Hislerimize çok dikkat etmek ve onları çok iyi eğitmek zorundayız. Çünkü hisler netice itibarıyla bizim kullanabilmemiz için bir enerji yaratır, en büyük fonksiyonu budur. Kullanmamız gereken enerjiyi yaratan enerji kaynaklarından biridir hisler. Bu hisler ya yaratıcı mahiyette olur ya da yiyici mahiyette olur. Öyle hisler vardır ki, bizi yer bitirir, tüketir, etrafı da yer, bitirir, tüketir, enerji çeker. Biz bunlara enerji yiyiciler diyoruz. Yiyici tipte olan hisler vardır, bir de üretken hisler vardır. Tamamıyla yeni enerji üretir ve bu üretilen enerji hem kendisine hem de etrafındaki insanlara sonsuz derecede fayda sağlar.

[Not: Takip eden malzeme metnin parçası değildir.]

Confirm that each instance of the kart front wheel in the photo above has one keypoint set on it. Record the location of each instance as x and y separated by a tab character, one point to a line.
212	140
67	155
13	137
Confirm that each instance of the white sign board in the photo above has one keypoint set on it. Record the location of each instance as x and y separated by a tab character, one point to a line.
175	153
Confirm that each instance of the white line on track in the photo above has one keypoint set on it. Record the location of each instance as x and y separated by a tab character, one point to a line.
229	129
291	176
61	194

Enerji Yiyici ve Üretici Duygular-Kendini Bilmek |
Demek ki hisleri de kontrol altına almamız gerektiği vakit muhakkak düşünmemiz gereken husus onları tüketen, yiyen bitiren negatif nitelikte veya yaratan, mütemadiyen çoğalan pozitif mahiyette olup olmadığıdır.

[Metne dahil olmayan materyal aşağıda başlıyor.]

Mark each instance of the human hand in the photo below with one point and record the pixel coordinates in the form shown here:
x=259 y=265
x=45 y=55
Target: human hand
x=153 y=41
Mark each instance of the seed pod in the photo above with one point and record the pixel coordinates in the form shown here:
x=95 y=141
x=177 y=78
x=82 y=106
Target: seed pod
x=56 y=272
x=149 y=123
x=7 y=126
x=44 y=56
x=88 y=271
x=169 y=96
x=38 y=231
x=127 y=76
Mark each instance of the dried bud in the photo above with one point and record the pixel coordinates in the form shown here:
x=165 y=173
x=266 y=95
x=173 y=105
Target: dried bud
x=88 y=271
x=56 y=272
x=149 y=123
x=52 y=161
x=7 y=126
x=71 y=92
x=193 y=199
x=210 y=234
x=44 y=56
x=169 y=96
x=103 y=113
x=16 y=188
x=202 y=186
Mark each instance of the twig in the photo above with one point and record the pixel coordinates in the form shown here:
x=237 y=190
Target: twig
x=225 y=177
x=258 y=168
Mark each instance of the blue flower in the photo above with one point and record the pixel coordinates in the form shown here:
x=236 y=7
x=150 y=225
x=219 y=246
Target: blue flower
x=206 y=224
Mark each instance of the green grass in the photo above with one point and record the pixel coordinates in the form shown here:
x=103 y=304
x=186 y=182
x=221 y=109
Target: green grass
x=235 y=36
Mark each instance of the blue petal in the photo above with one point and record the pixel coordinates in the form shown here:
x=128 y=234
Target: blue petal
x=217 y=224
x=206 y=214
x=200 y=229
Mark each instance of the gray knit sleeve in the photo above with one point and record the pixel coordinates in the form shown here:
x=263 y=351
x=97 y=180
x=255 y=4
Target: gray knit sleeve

Kendi ilişlkilerimizle kendimizi tanıma yolunda yaptığımız çalışmalarda birtakım hislerle, amaçlarla, niyetlerle hareket ettiğimiz vakit acaba bu duygularımız enerji tüketen bir şey midir, yoksa gerçekten enerji üreten bir şey midir? Bunu bilmemizde çok büyük fayda vardır. Bu bizim gerçek mutluluğumuzu sağlayacaktır ve geleceğimizi kontrol edebilmek için bunlara da ihtiyacımız var.

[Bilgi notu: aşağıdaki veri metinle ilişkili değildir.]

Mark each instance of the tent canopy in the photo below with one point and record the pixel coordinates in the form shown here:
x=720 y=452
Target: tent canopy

Enerji tüketen, enerjiyi yiyen bir his altındaysak, bunun sonucu gerçekten çok ağır bir durumdur. Çok zor bir durumdur, hastalıklar meydana gelir. Rahatsızlıklarımızın büyük bir kısmı duygularımızın enerji tüketen, enerji yiyen mahiyette olmalarından ileri gelir. Hareketlerimiz daima yarım, tamamlanmamış hareketler tarzında gelir ve iradeyi de felce uğratır. Ama yaratıcı, yüksek titreşimli duygular tarzında pozitif bir duygu içerisinde kaldığımız sürece hem enerjiyi yiyip bitiren, bu açık musluğu kapatırız hem de o düşük seviyeli titreşimli ortamdan başkalarını da kurtarmış, onları da esirgemiş oluruz. Bizim ailemiz, çocuğumuz olur, içinde bulunduğumuz topluluk, millet olur. Adamakıllı genişleyebilir.
Tabi burada meseleyi sadece birey, fert olarak düşünmeyelim. Bu şekilde enerji yiyici, enerji tüketici duygular besleyen varlıklar bir araya geldiği zaman korkunç bir girdap meydana gelir, müthiş bir çekimdir o. Ona kimse dayanamaz ve kaldırır atar insanları. Bu bizim başımıza nereden geldi vs. tarzında düşünebilirsiniz. İşte bu eski Hinduların eskiden beri ifade ettikleri karmik ödeşme meseleleri, karma meseleleri, esasında duyguların enerji üreten veya enerji tüketen türden olmasından kaynaklanıyor.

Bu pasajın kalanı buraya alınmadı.